# cuda::dft speed issues (too slow)

I am tying to do some image Fourier transforms (FFT) in **OpenCV 3.0 RC1**. In order to speed up the process, I decided to use the cuda module in OpenCV. However, the results is disappointing.

To test the speed, I did DFT to a 512x512 random complex matrix using CPU and GPU respectively. On my computer, the **CUP takes 2.1 milliseconds** (ms) to do it, while **GPU takes 1.5 ms**. I understand that copying data from memory to video memory is time consuming, so the data transferring time was excluded from the test results.

Since MATLAB also supports cuda acceleration, I ran a similar test in **MATLAB 2014b**. The gpu version of FFT in MATLAB was surprisingly faster. The **CUP takes 5 ms**, **GPU only takes 0.007 ms**.

So the question is, if both OpenCV and MATLAB are using the same cuda dft function (I assume), why is OpenCV so much slower?

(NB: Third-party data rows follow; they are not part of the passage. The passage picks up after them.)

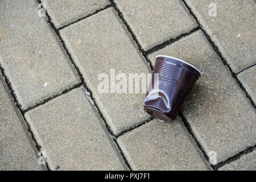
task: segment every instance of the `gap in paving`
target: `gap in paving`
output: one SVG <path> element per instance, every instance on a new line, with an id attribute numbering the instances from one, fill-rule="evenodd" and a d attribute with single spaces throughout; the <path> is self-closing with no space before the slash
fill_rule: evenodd
<path id="1" fill-rule="evenodd" d="M 28 123 L 27 122 L 27 120 L 26 119 L 25 117 L 24 116 L 24 113 L 22 109 L 21 109 L 20 105 L 18 102 L 17 98 L 16 97 L 15 94 L 14 94 L 14 91 L 13 90 L 13 88 L 11 88 L 11 84 L 9 80 L 8 79 L 7 77 L 5 75 L 5 69 L 3 68 L 3 67 L 1 66 L 1 64 L 0 64 L 0 71 L 3 76 L 3 78 L 5 81 L 5 82 L 6 84 L 6 85 L 8 86 L 8 88 L 11 91 L 11 97 L 13 98 L 13 100 L 14 101 L 14 103 L 15 104 L 15 105 L 17 106 L 18 109 L 19 110 L 19 111 L 20 112 L 21 115 L 22 115 L 23 119 L 25 121 L 25 125 L 27 126 L 27 131 L 28 131 L 28 133 L 30 134 L 30 135 L 31 135 L 32 140 L 34 142 L 35 147 L 36 147 L 36 150 L 38 150 L 38 154 L 39 152 L 41 151 L 40 148 L 42 147 L 38 144 L 38 142 L 36 141 L 35 135 L 34 135 L 34 134 L 32 132 L 32 130 L 30 128 L 30 126 L 28 124 Z M 9 93 L 8 93 L 8 94 L 9 94 Z M 36 154 L 35 154 L 35 155 L 36 155 Z M 42 155 L 43 155 L 43 154 L 41 154 L 41 156 L 42 156 Z M 45 156 L 44 156 L 44 157 L 45 157 Z M 45 159 L 45 158 L 44 158 L 44 159 Z M 45 162 L 46 164 L 45 164 L 45 165 L 44 165 L 44 166 L 46 168 L 46 169 L 47 170 L 49 170 L 49 168 L 47 162 L 46 161 L 44 161 L 44 162 Z"/>
<path id="2" fill-rule="evenodd" d="M 255 0 L 255 1 L 256 1 L 256 0 Z M 242 71 L 240 71 L 239 72 L 238 72 L 236 75 L 238 75 L 239 73 L 240 73 L 241 72 L 242 72 L 243 71 L 244 71 L 245 70 L 247 69 L 249 69 L 249 68 L 251 68 L 251 67 L 254 67 L 254 66 L 255 66 L 255 65 L 256 65 L 256 64 L 253 64 L 252 65 L 249 67 L 248 68 L 246 68 L 243 69 L 243 70 L 242 70 Z"/>
<path id="3" fill-rule="evenodd" d="M 38 0 L 38 3 L 41 3 L 41 1 L 40 1 L 40 0 Z M 107 7 L 107 8 L 108 8 L 108 7 Z M 89 92 L 90 96 L 88 96 L 88 97 L 90 97 L 91 100 L 93 101 L 93 104 L 94 104 L 95 107 L 96 107 L 96 109 L 97 109 L 97 110 L 98 114 L 100 114 L 100 116 L 101 117 L 101 119 L 102 119 L 103 120 L 103 121 L 104 122 L 105 125 L 105 126 L 106 126 L 106 127 L 107 129 L 108 129 L 108 131 L 109 131 L 109 133 L 110 134 L 110 135 L 112 135 L 112 139 L 113 139 L 113 140 L 114 140 L 114 143 L 115 143 L 115 144 L 116 144 L 117 148 L 118 148 L 118 150 L 119 150 L 119 152 L 120 152 L 120 154 L 121 154 L 121 155 L 122 158 L 123 159 L 123 160 L 124 160 L 124 161 L 125 161 L 125 164 L 126 164 L 126 166 L 127 166 L 127 167 L 129 168 L 129 169 L 130 171 L 131 171 L 131 170 L 132 170 L 132 169 L 131 169 L 131 168 L 130 164 L 129 164 L 127 160 L 125 158 L 125 155 L 123 155 L 123 152 L 122 152 L 122 151 L 121 150 L 120 147 L 119 146 L 119 145 L 118 145 L 118 144 L 117 140 L 116 140 L 115 139 L 114 139 L 116 138 L 117 137 L 116 137 L 114 135 L 113 135 L 113 133 L 112 133 L 112 132 L 111 131 L 111 130 L 110 130 L 110 127 L 109 127 L 109 126 L 108 125 L 108 123 L 107 123 L 107 122 L 106 122 L 106 119 L 105 119 L 105 118 L 104 117 L 104 116 L 103 116 L 102 113 L 101 112 L 101 111 L 100 111 L 100 109 L 99 109 L 98 105 L 97 105 L 97 104 L 96 104 L 96 101 L 95 101 L 95 99 L 93 98 L 93 94 L 92 94 L 92 91 L 91 91 L 91 90 L 88 88 L 88 86 L 86 86 L 86 83 L 85 83 L 85 82 L 84 78 L 83 77 L 81 73 L 81 72 L 80 72 L 79 68 L 77 67 L 77 65 L 76 65 L 76 64 L 75 63 L 75 61 L 73 61 L 73 60 L 72 57 L 72 56 L 71 56 L 71 53 L 69 52 L 69 51 L 68 51 L 68 49 L 67 49 L 67 47 L 66 47 L 66 45 L 65 45 L 65 44 L 64 41 L 63 40 L 63 39 L 62 39 L 62 38 L 61 37 L 61 36 L 60 36 L 60 34 L 59 34 L 59 30 L 57 30 L 57 29 L 56 28 L 56 27 L 55 27 L 53 23 L 51 21 L 51 19 L 50 16 L 49 15 L 49 14 L 48 14 L 48 13 L 47 13 L 47 11 L 46 11 L 46 16 L 47 16 L 47 18 L 48 18 L 48 22 L 50 24 L 51 27 L 54 30 L 54 31 L 55 31 L 55 32 L 56 32 L 56 34 L 57 34 L 57 36 L 59 37 L 59 39 L 60 40 L 60 42 L 61 42 L 61 43 L 62 43 L 62 44 L 63 44 L 63 48 L 64 48 L 64 49 L 66 51 L 66 52 L 67 52 L 67 53 L 68 54 L 68 56 L 69 56 L 69 59 L 71 60 L 71 62 L 72 62 L 72 64 L 74 65 L 75 68 L 76 68 L 76 71 L 77 71 L 77 73 L 78 73 L 79 75 L 80 76 L 80 78 L 81 78 L 81 80 L 82 80 L 82 81 L 84 86 L 85 88 L 85 89 L 87 90 L 87 91 Z M 69 90 L 67 90 L 67 91 L 65 92 L 65 93 L 68 93 L 69 91 Z M 32 133 L 32 131 L 31 131 L 31 133 Z M 34 135 L 33 135 L 33 136 L 34 136 Z M 49 168 L 48 168 L 48 169 L 49 169 Z"/>
<path id="4" fill-rule="evenodd" d="M 73 89 L 74 89 L 75 88 L 79 88 L 79 86 L 80 86 L 82 85 L 82 82 L 80 82 L 79 84 L 77 84 L 75 85 L 71 88 L 68 87 L 68 88 L 67 88 L 67 89 L 65 89 L 64 90 L 62 91 L 59 94 L 57 94 L 54 95 L 53 96 L 51 96 L 51 97 L 49 97 L 49 98 L 43 100 L 42 102 L 37 104 L 35 106 L 31 106 L 31 107 L 29 107 L 28 109 L 23 110 L 23 113 L 27 113 L 28 111 L 29 111 L 29 110 L 30 110 L 31 109 L 35 109 L 35 108 L 37 107 L 38 107 L 38 106 L 39 106 L 40 105 L 44 105 L 46 102 L 48 102 L 48 101 L 53 100 L 53 98 L 56 98 L 57 97 L 58 97 L 59 96 L 61 96 L 63 94 L 64 94 L 68 93 L 69 91 L 71 91 L 71 90 L 73 90 Z"/>
<path id="5" fill-rule="evenodd" d="M 133 126 L 131 126 L 130 128 L 123 130 L 123 131 L 122 131 L 120 134 L 119 134 L 117 136 L 116 136 L 117 138 L 118 138 L 119 136 L 123 135 L 123 134 L 126 134 L 126 133 L 127 133 L 128 131 L 130 131 L 131 130 L 133 130 L 134 129 L 139 127 L 142 125 L 143 125 L 144 124 L 146 124 L 146 123 L 151 121 L 152 120 L 154 119 L 155 118 L 152 117 L 151 117 L 150 118 L 148 118 L 148 119 L 146 120 L 145 121 L 143 121 L 138 125 L 134 125 Z"/>
<path id="6" fill-rule="evenodd" d="M 59 31 L 59 30 L 61 30 L 61 29 L 63 29 L 63 28 L 65 28 L 65 27 L 68 27 L 68 26 L 70 26 L 70 25 L 71 25 L 71 24 L 74 24 L 74 23 L 76 23 L 76 22 L 79 22 L 79 21 L 80 21 L 80 20 L 83 20 L 84 19 L 87 18 L 88 18 L 88 17 L 89 17 L 89 16 L 92 16 L 92 15 L 94 15 L 94 14 L 97 14 L 98 13 L 100 13 L 100 12 L 101 11 L 103 11 L 103 10 L 106 10 L 106 9 L 108 9 L 108 8 L 109 8 L 109 7 L 112 7 L 112 5 L 106 5 L 105 7 L 103 7 L 103 8 L 102 8 L 102 9 L 97 10 L 96 11 L 95 11 L 94 13 L 92 13 L 92 14 L 89 14 L 89 15 L 86 15 L 86 16 L 84 16 L 84 17 L 82 17 L 82 18 L 80 18 L 80 19 L 79 19 L 75 20 L 75 22 L 71 22 L 71 23 L 69 23 L 69 24 L 66 24 L 66 25 L 63 26 L 63 27 L 60 27 L 60 28 L 59 28 L 59 29 L 57 29 L 57 30 Z"/>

OpenCV code I used is here:

```
#include <opencv2/core/core.hpp>
#include <opencv2/core/utility.hpp>
#include <opencv2/imgproc/imgproc.hpp>
#include <opencv2/imgcodecs.hpp>
#include <opencv2/highgui/highgui.hpp>
// CUDA structures and methods
#include <opencv2/core/cuda.hpp>
#include <opencv2/cudaarithm.hpp>
#include <iostream>
using namespace cv;
using namespace std;
int main(int argc, char ** argv)
{
// create a random complex image that is to be FFTed
Mat complexImg = Mat(512, 512, CV_32FC2);
randu(complexImg, Scalar::all(0), Scalar::all(255));
Mat imgFFT;
// DFT speed test on CPU
double t = getTickCount();
int NN = 100; //iteration number
for (int i = 0; i < NN; i++)
{
dft(complexImg, imgFFT, DFT_COMPLEX_OUTPUT);
}
t = 1000 * ((double)getTickCount() - t) / getTickFrequency() / NN;
cout << "CPU TIME: " << t << " ms" << endl;
// DFT speed test on GPU
cuda::GpuMat imageG, imgFFTG;
imageG.upload(complexImg);
cuda::dft(imageG, imgFFTG, imageG.size());
t = getTickCount();
for (int i = 0; i < NN; i++)
{
cuda::dft(imageG, imgFFTG, imageG.size());
}
t = 1000 * ((double)getTickCount() - t) / getTickFrequency() / NN;
cout << "GPU TIME: " << t << " ms" << endl;
return 0;
}
```

MATLAB code I used is here:

```
M = double(rand(512,512,2));
N = zeros(size(M));
NN = 100; % iteration number
% CPU speed test
tic;
for i = 1:NN
N = fft2(M);
end
elapsedTime = toc/NN;
disp(elapsedTime);
A = gpuArray(M);
B = fft2(A);
% GPU speed test
tic;
for i = 1:NN
B = fft2(A);
end
elapsedTime = toc/NN;
disp(elapsedTime);
```

First of all I never used OpenCV with CUDA support.

In

`cuda::dft(complexImg, imgFFTG, imageG.size());`

should it be

to use the cuda::GpuMat imageG instead of Mat complexImg ?

Thanks Eduardo! I don't know why I made that mistake. After fixed, the GPU dft time decreased to 1.6 ms, but still slow compared to MATLAB.